Feel like I am being singled out so I will just explain myself. While I now generally agree with your take as an adult; as a kid, inserts were incredible. The improvement from Fleer to Fleer Ultra was also incredible. I loved everything about it - I loved that feeling I got hoping for the coolest insert, the rarest insert. Shaq and Jordan cards were cool and I was happy to have them, but when you are young, it's all about that shiny special card.
Packs went from $.50 per in 90-91 for Fleer and NBA Hoops to $3-$4 (and beyond) almost overnight. Corporations absolutely took advantage of kids/people like me and I ate it up. It's around the time of the all-insert packs that the market got saturated and I finally got my license that I started to lose some interest, but that will never take away my amazing childhood memories.
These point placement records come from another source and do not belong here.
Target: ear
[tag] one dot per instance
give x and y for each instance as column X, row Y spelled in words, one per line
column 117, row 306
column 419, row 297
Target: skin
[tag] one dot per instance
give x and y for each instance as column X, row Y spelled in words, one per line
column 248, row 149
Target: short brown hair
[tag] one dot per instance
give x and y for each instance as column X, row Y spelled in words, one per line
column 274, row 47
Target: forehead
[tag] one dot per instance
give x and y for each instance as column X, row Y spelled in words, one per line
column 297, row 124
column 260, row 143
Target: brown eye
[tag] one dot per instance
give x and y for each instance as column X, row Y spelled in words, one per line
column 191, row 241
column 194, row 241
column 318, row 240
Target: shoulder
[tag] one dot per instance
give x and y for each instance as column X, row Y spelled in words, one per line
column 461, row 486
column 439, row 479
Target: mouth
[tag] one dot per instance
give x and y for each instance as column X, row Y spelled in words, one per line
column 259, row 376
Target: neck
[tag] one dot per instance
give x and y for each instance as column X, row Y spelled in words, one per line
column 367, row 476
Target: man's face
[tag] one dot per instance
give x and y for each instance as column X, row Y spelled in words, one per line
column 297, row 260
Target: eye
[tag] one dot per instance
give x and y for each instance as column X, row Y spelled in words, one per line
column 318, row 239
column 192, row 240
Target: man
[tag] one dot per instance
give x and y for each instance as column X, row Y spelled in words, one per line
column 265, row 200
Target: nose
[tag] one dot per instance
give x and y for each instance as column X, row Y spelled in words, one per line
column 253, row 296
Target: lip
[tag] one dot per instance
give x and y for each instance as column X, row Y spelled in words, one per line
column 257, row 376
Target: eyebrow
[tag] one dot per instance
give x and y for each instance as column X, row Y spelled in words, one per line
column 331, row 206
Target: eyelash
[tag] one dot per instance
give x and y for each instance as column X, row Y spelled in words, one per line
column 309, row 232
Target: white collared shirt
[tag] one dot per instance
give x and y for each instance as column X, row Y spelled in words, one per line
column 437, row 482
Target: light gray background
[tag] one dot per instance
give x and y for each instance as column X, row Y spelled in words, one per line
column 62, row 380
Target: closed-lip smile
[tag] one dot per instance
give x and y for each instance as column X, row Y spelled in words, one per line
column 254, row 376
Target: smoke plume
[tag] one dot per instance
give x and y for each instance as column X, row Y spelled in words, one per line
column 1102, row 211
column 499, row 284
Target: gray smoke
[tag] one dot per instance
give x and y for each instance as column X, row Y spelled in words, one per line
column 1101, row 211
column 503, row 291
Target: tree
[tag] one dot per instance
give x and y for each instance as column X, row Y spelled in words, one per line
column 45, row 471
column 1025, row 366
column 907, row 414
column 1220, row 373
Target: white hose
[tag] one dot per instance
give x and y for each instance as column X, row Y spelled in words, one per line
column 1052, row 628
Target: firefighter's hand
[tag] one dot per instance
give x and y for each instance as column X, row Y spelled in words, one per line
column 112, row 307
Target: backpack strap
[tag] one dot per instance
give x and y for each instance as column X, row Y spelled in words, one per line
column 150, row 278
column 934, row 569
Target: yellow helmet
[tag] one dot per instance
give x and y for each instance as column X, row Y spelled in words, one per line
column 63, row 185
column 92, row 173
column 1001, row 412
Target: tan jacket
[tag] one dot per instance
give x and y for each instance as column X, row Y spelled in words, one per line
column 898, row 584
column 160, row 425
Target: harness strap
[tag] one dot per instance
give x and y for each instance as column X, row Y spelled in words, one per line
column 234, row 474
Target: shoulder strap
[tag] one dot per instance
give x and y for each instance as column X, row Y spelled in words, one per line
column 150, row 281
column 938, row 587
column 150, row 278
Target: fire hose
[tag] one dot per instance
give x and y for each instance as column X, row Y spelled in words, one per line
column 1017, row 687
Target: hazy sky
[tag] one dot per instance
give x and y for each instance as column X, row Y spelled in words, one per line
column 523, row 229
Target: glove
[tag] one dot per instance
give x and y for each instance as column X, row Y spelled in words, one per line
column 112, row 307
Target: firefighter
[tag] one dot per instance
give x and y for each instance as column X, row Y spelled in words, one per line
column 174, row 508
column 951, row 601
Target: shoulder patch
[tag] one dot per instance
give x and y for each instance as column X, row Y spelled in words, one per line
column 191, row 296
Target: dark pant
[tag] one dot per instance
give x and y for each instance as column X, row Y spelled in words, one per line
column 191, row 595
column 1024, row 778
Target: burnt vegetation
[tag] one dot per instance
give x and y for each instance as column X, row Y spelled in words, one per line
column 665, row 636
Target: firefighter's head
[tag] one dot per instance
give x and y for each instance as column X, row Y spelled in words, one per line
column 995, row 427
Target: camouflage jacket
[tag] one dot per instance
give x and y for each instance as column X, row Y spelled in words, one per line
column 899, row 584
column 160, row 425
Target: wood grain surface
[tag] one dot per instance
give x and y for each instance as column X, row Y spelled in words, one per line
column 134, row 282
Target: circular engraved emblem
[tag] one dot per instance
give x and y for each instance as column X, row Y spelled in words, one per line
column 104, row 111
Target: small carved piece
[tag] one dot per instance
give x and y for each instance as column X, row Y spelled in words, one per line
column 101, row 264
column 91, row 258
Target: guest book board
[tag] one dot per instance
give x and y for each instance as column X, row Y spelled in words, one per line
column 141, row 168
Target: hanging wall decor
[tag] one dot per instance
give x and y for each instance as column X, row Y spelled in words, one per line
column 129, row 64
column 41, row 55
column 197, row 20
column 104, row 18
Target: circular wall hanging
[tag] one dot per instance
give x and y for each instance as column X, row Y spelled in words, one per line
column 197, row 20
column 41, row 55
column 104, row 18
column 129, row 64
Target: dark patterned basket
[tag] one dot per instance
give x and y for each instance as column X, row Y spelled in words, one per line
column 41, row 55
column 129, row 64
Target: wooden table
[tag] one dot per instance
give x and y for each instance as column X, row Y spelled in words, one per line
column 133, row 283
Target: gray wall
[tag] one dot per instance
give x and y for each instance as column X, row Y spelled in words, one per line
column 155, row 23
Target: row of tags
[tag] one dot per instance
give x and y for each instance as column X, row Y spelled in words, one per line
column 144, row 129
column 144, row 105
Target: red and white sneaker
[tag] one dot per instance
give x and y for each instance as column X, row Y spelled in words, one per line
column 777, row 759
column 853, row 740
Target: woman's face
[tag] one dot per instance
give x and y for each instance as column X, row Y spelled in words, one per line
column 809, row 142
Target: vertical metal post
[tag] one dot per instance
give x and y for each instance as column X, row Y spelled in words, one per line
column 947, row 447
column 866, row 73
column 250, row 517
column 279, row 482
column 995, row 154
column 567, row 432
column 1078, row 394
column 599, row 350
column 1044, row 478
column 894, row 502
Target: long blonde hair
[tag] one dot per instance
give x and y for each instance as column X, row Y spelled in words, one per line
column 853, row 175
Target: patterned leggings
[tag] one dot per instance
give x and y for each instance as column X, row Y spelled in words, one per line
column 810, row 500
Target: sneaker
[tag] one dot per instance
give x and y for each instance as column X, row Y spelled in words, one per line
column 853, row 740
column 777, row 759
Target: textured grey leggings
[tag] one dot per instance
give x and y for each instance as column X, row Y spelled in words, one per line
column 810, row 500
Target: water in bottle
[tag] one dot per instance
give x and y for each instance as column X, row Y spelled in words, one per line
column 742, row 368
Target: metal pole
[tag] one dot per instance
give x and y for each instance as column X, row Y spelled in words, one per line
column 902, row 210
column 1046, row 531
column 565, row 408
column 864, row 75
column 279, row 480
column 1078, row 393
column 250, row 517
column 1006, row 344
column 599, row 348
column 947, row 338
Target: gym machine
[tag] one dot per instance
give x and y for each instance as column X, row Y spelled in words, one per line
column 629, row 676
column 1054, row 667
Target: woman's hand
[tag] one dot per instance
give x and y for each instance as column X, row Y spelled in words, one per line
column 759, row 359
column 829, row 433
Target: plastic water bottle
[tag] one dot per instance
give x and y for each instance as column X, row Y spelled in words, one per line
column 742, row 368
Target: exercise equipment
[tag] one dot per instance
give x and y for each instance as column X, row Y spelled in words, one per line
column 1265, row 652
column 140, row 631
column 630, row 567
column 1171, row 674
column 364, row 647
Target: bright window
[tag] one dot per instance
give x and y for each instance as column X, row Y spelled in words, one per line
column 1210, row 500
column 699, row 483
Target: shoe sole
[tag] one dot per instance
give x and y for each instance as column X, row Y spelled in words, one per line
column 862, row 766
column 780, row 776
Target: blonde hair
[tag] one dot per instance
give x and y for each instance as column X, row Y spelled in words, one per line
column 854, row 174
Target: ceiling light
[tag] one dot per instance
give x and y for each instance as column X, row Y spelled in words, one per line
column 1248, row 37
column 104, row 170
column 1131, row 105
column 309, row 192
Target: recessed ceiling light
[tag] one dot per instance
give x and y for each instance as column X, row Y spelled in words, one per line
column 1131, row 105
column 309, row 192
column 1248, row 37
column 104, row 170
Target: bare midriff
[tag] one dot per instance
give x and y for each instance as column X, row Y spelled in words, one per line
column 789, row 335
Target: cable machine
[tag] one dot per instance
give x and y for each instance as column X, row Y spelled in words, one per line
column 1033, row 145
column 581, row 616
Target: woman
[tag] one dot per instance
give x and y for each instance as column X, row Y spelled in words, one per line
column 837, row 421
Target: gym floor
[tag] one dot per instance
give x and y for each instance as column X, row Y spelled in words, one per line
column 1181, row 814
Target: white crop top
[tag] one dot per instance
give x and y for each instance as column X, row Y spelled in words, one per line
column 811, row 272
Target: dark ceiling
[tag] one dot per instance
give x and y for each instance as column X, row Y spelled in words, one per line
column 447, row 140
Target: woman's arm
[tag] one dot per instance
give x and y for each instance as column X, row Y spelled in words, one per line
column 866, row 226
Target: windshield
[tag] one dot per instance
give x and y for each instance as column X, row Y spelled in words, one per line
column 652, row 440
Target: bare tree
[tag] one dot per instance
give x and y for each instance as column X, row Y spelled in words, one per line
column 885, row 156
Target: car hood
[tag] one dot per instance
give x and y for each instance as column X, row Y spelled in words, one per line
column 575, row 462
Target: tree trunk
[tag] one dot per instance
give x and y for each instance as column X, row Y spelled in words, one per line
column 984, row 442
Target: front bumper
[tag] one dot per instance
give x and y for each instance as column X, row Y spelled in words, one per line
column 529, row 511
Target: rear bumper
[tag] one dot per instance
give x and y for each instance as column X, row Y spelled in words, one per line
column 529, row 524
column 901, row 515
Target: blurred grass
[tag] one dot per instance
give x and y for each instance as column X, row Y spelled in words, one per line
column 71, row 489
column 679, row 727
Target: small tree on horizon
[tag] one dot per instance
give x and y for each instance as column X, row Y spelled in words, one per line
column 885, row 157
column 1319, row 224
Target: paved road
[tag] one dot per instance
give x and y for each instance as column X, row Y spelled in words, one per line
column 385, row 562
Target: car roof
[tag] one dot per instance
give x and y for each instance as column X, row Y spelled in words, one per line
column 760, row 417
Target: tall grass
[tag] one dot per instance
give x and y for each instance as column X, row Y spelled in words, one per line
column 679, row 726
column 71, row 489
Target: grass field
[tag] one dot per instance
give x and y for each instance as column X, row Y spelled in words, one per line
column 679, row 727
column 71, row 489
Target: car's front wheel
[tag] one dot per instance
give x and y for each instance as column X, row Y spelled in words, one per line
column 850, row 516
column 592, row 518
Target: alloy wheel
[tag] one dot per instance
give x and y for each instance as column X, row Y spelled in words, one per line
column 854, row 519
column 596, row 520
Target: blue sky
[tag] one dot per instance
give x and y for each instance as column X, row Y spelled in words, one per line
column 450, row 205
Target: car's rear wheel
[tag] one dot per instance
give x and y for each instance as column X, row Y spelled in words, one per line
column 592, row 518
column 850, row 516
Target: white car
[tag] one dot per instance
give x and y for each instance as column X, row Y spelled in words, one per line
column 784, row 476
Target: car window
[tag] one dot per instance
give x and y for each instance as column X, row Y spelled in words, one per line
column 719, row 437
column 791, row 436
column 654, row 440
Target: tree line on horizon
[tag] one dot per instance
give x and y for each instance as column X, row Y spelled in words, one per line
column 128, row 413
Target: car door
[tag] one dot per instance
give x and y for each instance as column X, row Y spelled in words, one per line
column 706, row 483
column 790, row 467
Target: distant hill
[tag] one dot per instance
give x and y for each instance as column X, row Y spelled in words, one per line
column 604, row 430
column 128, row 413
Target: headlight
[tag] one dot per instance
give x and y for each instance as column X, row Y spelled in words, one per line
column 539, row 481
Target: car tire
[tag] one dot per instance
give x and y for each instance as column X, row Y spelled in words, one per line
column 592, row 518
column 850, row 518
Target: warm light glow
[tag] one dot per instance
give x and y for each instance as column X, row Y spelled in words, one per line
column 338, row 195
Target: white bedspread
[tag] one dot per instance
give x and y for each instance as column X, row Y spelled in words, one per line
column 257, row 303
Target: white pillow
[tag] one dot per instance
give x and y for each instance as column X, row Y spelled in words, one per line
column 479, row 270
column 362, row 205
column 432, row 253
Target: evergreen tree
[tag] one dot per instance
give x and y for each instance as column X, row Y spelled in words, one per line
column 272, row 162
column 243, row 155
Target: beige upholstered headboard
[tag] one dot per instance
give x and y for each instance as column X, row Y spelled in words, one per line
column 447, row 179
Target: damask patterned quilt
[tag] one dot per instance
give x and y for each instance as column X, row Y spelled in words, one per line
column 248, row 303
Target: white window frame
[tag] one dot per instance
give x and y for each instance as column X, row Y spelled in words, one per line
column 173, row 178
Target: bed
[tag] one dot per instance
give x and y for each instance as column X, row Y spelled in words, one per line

Ha, not singling you out at all, you just happen to specifically mentioned the things that eventually turned me off.
I'm right there with you. As a kid, pulling an insert was the greatest feeling in the world (especially if it was a big name like Shaq/Jordan, it was still pretty exciting to get an insert but of a not-so-great player, "Wow I pulled a Beam Team card, eh it's Jeff Malone, but wow I still got a Beam Team card!").
And you could ride that high for a while. Pull a card after school, brag to the hobby shop you bought the pack from, brag to your parents at dinner, brag to your friends at school the next day, brag to your cousins when you see them at grandma's on the weekend. Stare at it at night before you go to bed. Grab the latest Beckett every month to see it continually going up in value.
But that insert craze just quickly escalated to be too much though, for me at least. It went from feeling really lucky to pulling an insert card to every pack was guaranteed to have an insert card to insert only packs.
Combined with the multiplication of brands. At first You had 1-4 brands/companies depending on the year with only a few insert sets between them (if any), then they just started multiplying, where you'd had 4-5 different brands from one company, with 4-5 companies making cards, all with numerous insert sets.
Topps had Topps, Topps Finest, Topps Stadium Club, Topps Stadium Club Members Choice, etc.
Upper Deck had Upper Deck, Upper Deck Collector's Choice, Upper Deck SP, Upper Deck SP Championship
Fleer had Fleer, Fleer Ultra, Fleer Jam Session, Flair
That's what really helped turned me off, then grading kept me from ever wanting to get back in.
At first it was awesome though, pulling an insert was the best high a kid could get.